Параллельно идут взаимосвязанные процессы – страна разоряется, выполняя основанную на мифологической и догматической схеме сталинскую программу. Но чем более она разоряется, тем более – в теории – приближается земной рай. Реальность и ее идейное осмысление все более расходятся, и образующаяся между ними пропасть должна все больше заполняться кровью и ложью. Но чудовищное напряжение террора, великих строек и энтузиазма начинает спадать. Вера все отчетливее «выдыхается».
Она «выдыхается» и потому, что сил уже больше нет, и, как ни закрывай глаза на расхождение реальности и догмы, оно проникает в сознание; и потому, что происходят громадные социальные сдвиги, несущие за собой важные изменения в сознании. Триумф религиозного марксизма был связан с подъемом низов русского общества, с приходом к социальной активности, к культуре, к власти темной неграмотной массы – платоновских героев. Но постепенно ликвидируется неграмотность, города «переваривают» миллионы хлынувших в них крестьян. Платоновский полуграмотный фанатик отходит в прошлое.

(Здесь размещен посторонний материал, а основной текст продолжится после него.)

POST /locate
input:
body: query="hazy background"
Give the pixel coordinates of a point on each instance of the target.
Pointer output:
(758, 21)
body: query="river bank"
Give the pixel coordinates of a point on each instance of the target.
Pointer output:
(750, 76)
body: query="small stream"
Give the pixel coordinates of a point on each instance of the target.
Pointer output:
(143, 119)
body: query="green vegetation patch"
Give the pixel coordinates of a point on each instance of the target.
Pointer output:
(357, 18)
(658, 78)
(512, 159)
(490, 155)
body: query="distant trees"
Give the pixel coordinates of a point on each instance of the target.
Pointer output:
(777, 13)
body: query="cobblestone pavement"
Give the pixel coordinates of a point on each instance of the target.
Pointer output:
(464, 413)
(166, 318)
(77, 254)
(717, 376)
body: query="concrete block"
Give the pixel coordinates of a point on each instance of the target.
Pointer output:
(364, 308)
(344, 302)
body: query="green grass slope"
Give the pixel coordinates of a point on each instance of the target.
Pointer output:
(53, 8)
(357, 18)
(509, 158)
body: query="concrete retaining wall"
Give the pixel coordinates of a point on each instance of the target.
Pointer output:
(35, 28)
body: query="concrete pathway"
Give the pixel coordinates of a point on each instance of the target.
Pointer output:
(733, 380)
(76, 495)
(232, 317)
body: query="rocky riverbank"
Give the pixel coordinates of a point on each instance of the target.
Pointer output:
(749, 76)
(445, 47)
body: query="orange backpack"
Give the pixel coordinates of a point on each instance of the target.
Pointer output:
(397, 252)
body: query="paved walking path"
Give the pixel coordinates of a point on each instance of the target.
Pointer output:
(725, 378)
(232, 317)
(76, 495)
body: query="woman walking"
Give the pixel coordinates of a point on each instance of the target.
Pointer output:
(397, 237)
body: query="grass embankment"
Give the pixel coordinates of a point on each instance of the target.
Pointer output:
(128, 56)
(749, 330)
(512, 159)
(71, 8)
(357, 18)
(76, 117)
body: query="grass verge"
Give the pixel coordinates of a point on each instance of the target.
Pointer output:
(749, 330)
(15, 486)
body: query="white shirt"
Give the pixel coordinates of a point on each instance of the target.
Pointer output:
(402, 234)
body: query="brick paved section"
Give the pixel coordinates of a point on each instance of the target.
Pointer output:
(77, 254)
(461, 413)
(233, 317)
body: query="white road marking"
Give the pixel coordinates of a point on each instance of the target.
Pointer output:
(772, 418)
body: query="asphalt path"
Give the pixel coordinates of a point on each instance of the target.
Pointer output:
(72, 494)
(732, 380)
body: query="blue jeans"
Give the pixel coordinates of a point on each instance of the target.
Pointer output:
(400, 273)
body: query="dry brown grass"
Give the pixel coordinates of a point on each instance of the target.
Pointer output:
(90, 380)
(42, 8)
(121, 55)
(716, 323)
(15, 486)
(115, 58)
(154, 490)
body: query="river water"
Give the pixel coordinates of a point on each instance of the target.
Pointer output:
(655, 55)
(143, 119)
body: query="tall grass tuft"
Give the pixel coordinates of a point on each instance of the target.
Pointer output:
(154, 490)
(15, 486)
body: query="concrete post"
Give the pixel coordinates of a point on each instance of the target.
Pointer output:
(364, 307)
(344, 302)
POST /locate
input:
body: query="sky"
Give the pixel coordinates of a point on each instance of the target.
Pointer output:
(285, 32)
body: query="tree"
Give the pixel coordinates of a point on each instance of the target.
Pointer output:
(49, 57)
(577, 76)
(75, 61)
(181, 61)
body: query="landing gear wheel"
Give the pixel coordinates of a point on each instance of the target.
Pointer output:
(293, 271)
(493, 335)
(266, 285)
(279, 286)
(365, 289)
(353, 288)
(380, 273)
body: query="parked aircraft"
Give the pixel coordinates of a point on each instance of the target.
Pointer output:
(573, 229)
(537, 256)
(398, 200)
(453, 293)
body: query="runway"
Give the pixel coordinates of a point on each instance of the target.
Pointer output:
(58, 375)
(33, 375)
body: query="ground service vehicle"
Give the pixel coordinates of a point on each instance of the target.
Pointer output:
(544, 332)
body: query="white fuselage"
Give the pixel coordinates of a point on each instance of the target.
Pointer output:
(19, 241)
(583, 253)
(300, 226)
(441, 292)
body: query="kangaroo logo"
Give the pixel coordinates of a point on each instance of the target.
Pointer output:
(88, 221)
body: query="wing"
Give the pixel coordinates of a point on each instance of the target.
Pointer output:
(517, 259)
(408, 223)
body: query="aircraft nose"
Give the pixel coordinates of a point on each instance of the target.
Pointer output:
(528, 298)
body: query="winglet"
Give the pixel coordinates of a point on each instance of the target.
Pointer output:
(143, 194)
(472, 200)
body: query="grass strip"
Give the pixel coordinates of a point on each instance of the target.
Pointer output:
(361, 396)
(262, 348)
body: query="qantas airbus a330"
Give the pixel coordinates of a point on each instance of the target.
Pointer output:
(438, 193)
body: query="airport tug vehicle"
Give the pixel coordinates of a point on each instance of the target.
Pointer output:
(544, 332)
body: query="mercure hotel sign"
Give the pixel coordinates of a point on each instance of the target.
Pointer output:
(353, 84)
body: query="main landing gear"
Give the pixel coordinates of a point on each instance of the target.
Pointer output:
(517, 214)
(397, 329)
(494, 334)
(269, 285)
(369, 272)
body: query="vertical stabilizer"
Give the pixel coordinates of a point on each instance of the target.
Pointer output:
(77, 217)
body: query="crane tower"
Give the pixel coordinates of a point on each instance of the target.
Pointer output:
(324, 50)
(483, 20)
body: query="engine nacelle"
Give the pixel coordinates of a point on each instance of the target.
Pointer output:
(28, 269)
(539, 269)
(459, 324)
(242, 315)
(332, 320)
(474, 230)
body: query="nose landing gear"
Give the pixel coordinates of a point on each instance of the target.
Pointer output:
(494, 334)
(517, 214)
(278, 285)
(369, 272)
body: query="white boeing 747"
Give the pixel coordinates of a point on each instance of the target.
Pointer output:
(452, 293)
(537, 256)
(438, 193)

Победа ранее гонимой веры и ее догматическое окостенение означают выдвижение на первый план другого типа личности. Мученики и герои «катакомбного» периода, страстные и потому недисциплинированные, уже не нужны и даже опасны. На поверхность выходит совершенно иной тип – бюрократически-иерархического политика и карьериста. Не случайно с победой христианства совпадает возникновение монашества – страстным религиозным «энтузиастам» не было места в новой церкви, они стремились уйти от нее, и иерархия давала им возможность уйти, самоизолироваться и использовала их колоссальный авторитет. Но у нас при социальной заостренности нашей веры не было места монастырям. Место монастырей заняли концлагеря, в которых систематически уничтожаются все действительно горящие марксистско-ленинскими идеями идеалисты. Одновременно слияние государственной и идеологической иерархий вело к тому, что прагматические критерии при оценке статуса в ней и при карьере (хороший работник) подтачивали критерии идеологические: наверх шли не столько догматики-идеалисты, сколько в худшем случае – карьеристы, в лучшем случае – просто честные работники, преданные Родине и партии, т. е. Сталину, верящие в марксизм, но видящие в нем скорее просто символ этой преданности, чем действительно источник вдохновения. Эти люди более или менее довольны существующим, и марксистская эсхатология мало говорит их уму и сердцу. Они тоже устали от террора и мечтают о стабильности.
В результате при формально-тотальной победе идеологии она очень быстро становится «внутренне пустой». Но «природа не терпит пустоты», и пустота начинает заполняться идеологией, прямо противоположной марксистской, – идеологией русского великодержавного шовинизма с сильными «традиционалистскими» оттенками. Если христианство, мусульманство и другие религии развиваются медленно, постепенно, то наша идеология проходит цикл своего развития с невероятной скоростью. Сталин – деятель еще «катакомбного» периода нашего идеологического развития, человек, проводивший экспроприации и бежавший из ссылки, так сказать, один из «первых христиан». И он же – ренессансный папа, обратившийся к античному наследию, ибо он тоже на самом пике догматизации нашей идеологии обращается (бессознательно, не видя здесь противоречия) к идеологии побежденной, отринутой и, в отличие от еретических форм марксизма, не угрожающей его власти. Великий марксист сам ощущает пустоту своей догматизированной идеологии и начинает рядиться в одежды Ивана Грозного, а патриарх и митрополиты становятся постоянными участниками всех кремлевских торжеств. Это «опустошение» идеологии, неверие самого вождя и «классика марксизма» в свои собственные догмы видны и во внешней политике, где эпоха «крестовых походов» кончилась и чисто государственные соображения все более превалируют над интересами «веры и церкви». Если изначально наше государство мыслилось всего лишь ядром будущего всемирного государства, то Сталин при всей своей агрессивности, даже тогда, когда может, не выходит за рамки старой российской империи. Сталин ищет новые «подпорки» для своего трона и созданной им социально-политической системы, но это лишь усиливает идеологическое напряжение, ибо к противоречиям мифа и реальности добавляются противоречия между различными компонентами сталинской идеологической эклектики и противоречие его образа, его идеологии и его культуры ленинским идеологии, образуй культуре, которые уже нельзя «замазать» никакой экзегетикой. «Сталин – это Ленин сегодня» все более начинает выглядеть «анти-Лениным».